I’ve been invited to a friends birthday party in my hometown next month and I’m taking this as my sign to pop a tent and see what this is all about. Like I said, I’m going to ‘ease’ into this because maybe camping won’t be my thing (and that’s okay).
Have you been moto camping before? On a bike, you are limited in what you can pack so please hit me with your packing/camping tips! My top interests for this adventure include: Good times. Good vibes only. Comfort. Safety.
August 4th Update:
Shoutout to my buddy Marc from Prairie Moto (Manitoba) for writing:
“Bring a headmounted flashlight, pack light (essentials only), have tools, ride safe.”
With that in mind and also knowing my body/chronic pain situation, I decided to get a few extra creature comforts like a NEMO Quasar 3D sleeping pad, YETI Rambler Insulated Water Bottle (*which has since proven to NOT be leakproof though I’m not giving up on it yet… I’m going to try and use it again with greater success) and one Stanley Flask because, believe it or not, I have never owned a flask! I was always afraid of them tasting ‘too tinny’. I’ll let you know how these items work out. All were purchased from our Ottawa SAIL location and it was truly a great customer service experience from start to finish (lowest prices around and yes I checked online).
Having something to look forward to is important.
I have tools, I have a tent, flashlights and other necessities but I don’t want to go overboard. I am travelling by moto and am very much looking forward to experiencing the freedom of getting by with what I can carry. On that note, I did make apply some minor upgrades to my Triumph.

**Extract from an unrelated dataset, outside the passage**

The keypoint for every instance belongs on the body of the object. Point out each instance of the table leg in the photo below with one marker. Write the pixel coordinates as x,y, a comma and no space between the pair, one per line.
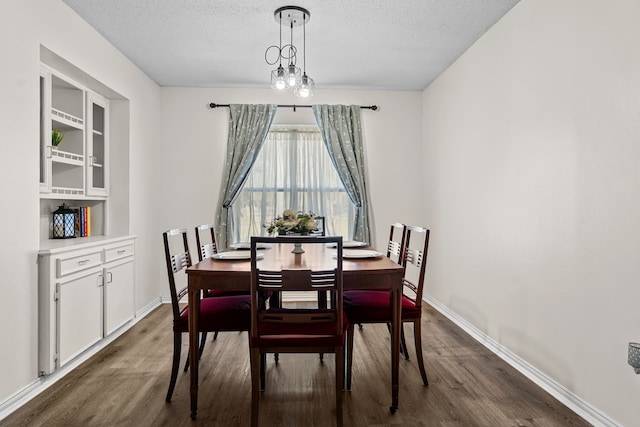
194,311
396,323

I’ve been riding since 2017 and have finally found the side bags that suit my style, whether or not they suit my needs will be determined over the next few months (haha). They are KAPPA Ramblers (RB100 Saddlebags) and I ordered them from Fortnine after scouring the local moto-shop scene to no avail.
Mid April Update
Back at work for my second week after having COVID. Seems the whole family is in good health now and I haven’t personally noticed any lingering symptoms or issues. Looking forward to meeting my new rheumatologist (rheumatoid arthritis specialist) next week (!!!) so there may be a few days of ‘wonky schedules’ to get through at the radio station. I’m thankful for the support I have and continue to receive at work regarding my health issues. Gotta take care of this body and this life while I’ve got it!
BIG NEWS: My birthday wish for the kids at CHEO is getting a signal boost from my radio station. For the next week or so, you’ll hear ads encouraging donations for the hospital’s child life department - they then give gifts to kids receiving in patient treatment. Something I’m very familiar with. This is my biggest cause that I love to support. If you’d like to contribute, please CLICK HERE.
COTTAGE NEWS: Some major expenses are on the immediet horizon, like: new chimney, water line (well & pump) corrections and a visit from our local neighbourhood exterminator! Woohoo! Now, before you judge me for hiring pest control LET IT BE KNOWN that I’m hoping to only have one inaccessible area of the cabin cleared out; the nightly scratch-scratch-scratching behind the head of my bed (in the wall) has GOT to stop! I’m not going murder-happy on the local fauna.
We’re hoping to get the cabin ready for guests earlier than May 24 weekend, so if you’re a pal & want to book some time at the lake - get in touch! Someone’s gotta help me pay these bills!
If you’re reading this, I hope you had a wonderful easter weekend. Sunny days ahead!